I had to kick out my first teen last week (well, my first in this particular job). And not just for the day. From the Teen Space, pretty much forever. He’s allowed in the rest of the library and he can come in and check out books quickly and then leave, but he can’t hang out in the space during Teen hours and he can’t check out any of our equipment.

Because he stole something from us.

He actually stole something from a different YOUmedia site, but after two days of emails between myself and the other YOUmedia staff we concluded that since we are a network, consequences should be enforced network wide. And we don’t want kids to think that they can steal something from one site and then just start going to another with no consequences. It’s a privilege to have the tech we do and it needs to be treated accordingly. We need them to get that, and the vast majority of them do with no problems. But this one thought he could take advantage of us, and that just doesn’t fly.
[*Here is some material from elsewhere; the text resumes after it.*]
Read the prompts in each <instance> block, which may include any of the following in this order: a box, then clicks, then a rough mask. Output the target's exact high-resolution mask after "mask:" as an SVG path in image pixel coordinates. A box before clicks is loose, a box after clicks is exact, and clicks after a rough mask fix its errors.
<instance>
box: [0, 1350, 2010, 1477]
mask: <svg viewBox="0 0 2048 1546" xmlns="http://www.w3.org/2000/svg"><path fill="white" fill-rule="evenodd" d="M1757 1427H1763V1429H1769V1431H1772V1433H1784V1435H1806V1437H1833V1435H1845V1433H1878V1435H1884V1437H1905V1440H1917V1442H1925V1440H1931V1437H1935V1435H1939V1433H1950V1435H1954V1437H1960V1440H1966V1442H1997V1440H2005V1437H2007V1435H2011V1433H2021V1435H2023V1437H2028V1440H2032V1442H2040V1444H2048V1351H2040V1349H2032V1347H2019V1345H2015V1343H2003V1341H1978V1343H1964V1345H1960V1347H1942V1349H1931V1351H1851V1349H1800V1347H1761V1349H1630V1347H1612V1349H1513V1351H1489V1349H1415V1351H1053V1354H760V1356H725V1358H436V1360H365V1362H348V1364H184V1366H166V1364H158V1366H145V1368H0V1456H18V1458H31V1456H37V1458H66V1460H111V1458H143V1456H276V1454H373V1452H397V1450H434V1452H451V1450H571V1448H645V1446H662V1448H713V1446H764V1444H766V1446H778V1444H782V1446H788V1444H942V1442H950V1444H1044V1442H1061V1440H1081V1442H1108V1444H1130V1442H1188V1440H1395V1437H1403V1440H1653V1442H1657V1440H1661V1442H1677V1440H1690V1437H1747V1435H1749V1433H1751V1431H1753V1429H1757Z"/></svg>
I know it’s the right thing to do. But still, it was hard to sit down and tell him this.

Because he is, in general, a pretty good kid. He clearly has some issues going on at home. He’s super needy, and not good at interacting with other teens. And part of me wanted to give him a second chance. I want the teens to always know I have their back. But in this case, having his back meant making sure he understands that actions come with consequences.

And what made it harder was sitting him down and confronting him, watching him continue to try to lie to me. He didn’t get volatile, or violent or anything. But he kept lying to my face, even though I had proof of the truth. I can enforce rules and consequences, but I can’t make him learn that owning up to our mistakes is the best thing we can do. Some people never learn that… too many. I hope he isn’t one of them.

I work in an area where crime is almost a given, a way of life. These kids face violence, dodge gang recruiters, deal with home situations that I can barely imagine. And they’re teens, so they think they’re invincible.

Sometimes it’s my job to give second chances. To be understanding. To be forgiving. But sometimes its my job to say “this is the line, and when you cross it there are consequences you can’t talk your way out of.” Hopefully he won’t steal things anymore. Hopefully he’ll learn his lesson. Hopefully this behavior won’t escalate.


The hardest part about my job, the hardest part about working with teens, is letting them make their own mistakes and learn their own lessons. Better here, now, with me than somewhere and when with life altering repercussions. The hardest part is knowing why they do what they do and not being able to pour what I’ve learned into their heads. They have to learn it themselves.

My favorite Dumbledore quote is from The Order of the Pheonix, “Youth cannot know how age thinks and feels. But old men are guilty if they forget what it was to be young.”

It’s because I understand, because I remember that I chose tp work with teens.

But that doesn’t always make it easy.